MASS EXTINCTIONS AS LARGE-SCALE ANALOGUES OF SPECIES TURNOVER: A STUDY OF THE END ORDOVICIAN MASS EXTINCTION EVENT

Cyclic phenomena play a large role in motivating evolutionary patterns at many hierarchical levels. Modern studies of individual populations, such as the Grant’s work on Darwin’s Finches, have shown cyclic shifts in phenotype/genotype that correlate with climatic variations. At the level of species, similar patterns can be observed in the climatically mediated origination and extinction of species as described as part of Vrba’s Turnover Pulse Hypothesis. Notably, species-level patterns are analogous but not homologous to patterns at the population-level, because they cannot be explained through simple extrapolation of population-level variation to the species level.

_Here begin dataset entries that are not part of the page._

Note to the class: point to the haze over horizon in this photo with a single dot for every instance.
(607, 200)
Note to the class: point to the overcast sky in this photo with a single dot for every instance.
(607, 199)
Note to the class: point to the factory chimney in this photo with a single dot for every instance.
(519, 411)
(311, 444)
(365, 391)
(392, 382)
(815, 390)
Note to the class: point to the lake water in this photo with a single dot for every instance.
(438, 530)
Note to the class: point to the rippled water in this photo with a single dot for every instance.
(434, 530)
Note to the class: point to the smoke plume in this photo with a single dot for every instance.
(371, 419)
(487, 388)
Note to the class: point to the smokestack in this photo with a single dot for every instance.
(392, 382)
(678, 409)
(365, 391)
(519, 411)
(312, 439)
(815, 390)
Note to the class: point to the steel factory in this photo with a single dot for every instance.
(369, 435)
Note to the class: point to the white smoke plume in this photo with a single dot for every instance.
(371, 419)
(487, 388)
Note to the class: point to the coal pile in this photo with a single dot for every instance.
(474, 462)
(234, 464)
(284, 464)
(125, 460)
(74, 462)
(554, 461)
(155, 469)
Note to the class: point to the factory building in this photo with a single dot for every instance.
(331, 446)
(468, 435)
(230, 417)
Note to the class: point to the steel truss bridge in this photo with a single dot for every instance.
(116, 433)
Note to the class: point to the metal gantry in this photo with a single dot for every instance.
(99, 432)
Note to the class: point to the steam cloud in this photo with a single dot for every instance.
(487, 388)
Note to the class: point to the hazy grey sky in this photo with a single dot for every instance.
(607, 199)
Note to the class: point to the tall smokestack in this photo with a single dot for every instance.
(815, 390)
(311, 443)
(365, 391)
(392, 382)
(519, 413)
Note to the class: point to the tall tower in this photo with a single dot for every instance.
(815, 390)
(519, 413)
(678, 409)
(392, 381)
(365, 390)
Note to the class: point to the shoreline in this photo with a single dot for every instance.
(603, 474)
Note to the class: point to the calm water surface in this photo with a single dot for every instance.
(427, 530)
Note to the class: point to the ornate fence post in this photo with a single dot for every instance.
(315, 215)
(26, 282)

Mass extinction events, which may or may not be cyclical, rewrite the evolutionary status quo, often pruning successful clades while allowing less successful clades to thrive. Following on her Turnover Pulse hypothesis, Vrba developed the Relay Model that more thoroughly emphasized the clade context of species-lineages and makes predictions about how species turnover varies across different clades. This study focuses on the nature of species turnover during the end Ordovician mass extinction and considers the extent to which the patterns matched those predicted by Vrba’s Relay Model. The analysis is based on phylogenetic and biogeographic studies of three diverse Ordovician-Silurian trilobite groups: the Sphaerexochinae and Deiphoninae (both cheirurids); and the Homalonotidae. The Deiphoninae and Homalonotidae show patterns of origination and extinction predicted by the Relay Model while the Sphaerexochinae passed through the mass extinction event relatively unscathed (which is compatible with certain types of clades in the Relay Model). Again, hierarchical patterns at one level, the species, cannot be simply extrapolated up the hierarchy. This points out the importance of the hierarchical perspective for our understanding of macroevolutionary theory.